In 1963 he accepted, and then rejected, the offer of a prestigious professorship at the University of Chicago, accepting instead one of the newly created Royal Society Research Professorships at the University of Cambridge. He had considerable freedom, set up a large international group, and was made a Fellow of Churchill College. Nonetheless, he was not happy at Cambridge and transferred in 1967 to University College London. In May of that year he was elected a Fellow of the Royal Society. His membership citation read: Professor Sondheimer is distinguished for his work on the total synthesis of a range of natural products, the partial synthesis of steroid hormones and analogues, and especially for his syntheses of the hitherto unknown class of conjugated unsaturated macrocyclic compounds which has led to some interesting theoretical conclusions. On these topics he has so far published 167 papers.

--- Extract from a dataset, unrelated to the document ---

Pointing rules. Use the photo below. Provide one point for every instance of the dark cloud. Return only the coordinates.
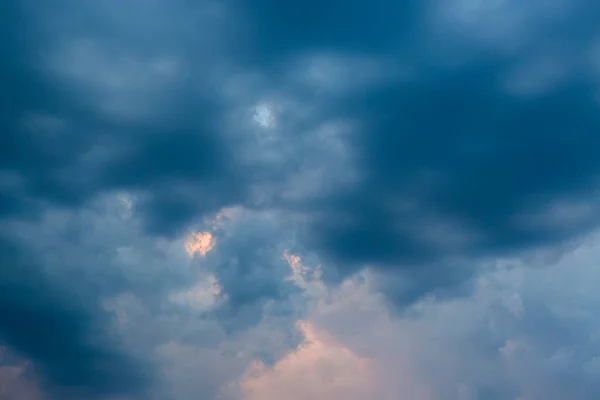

However, funding problems, the difficulty of recruiting foreign postdoctoral students, and his continued focus on now-unfashionable areas of research, all contributed to this not being a satisfactory chapter in his career.

Franz Sondheimer suffered from prolonged depression. He died on 11 February 1981 in his office at Stanford’s Stauffer Laboratory, where he had been on sabbatical. He had apparently committed suicide by taking cyanide.

Sondheimer's notable students include K. C. Nicolaou, Raphael Mechoulam, Timothy Walsgrove, and Henry N. C. Wong.

==Awards and honours==
- 1960: Israel Prize, in exact sciences.
- 1961: Corday-Morgan medal and Prize.
- 1967: Fellow of the Royal Society.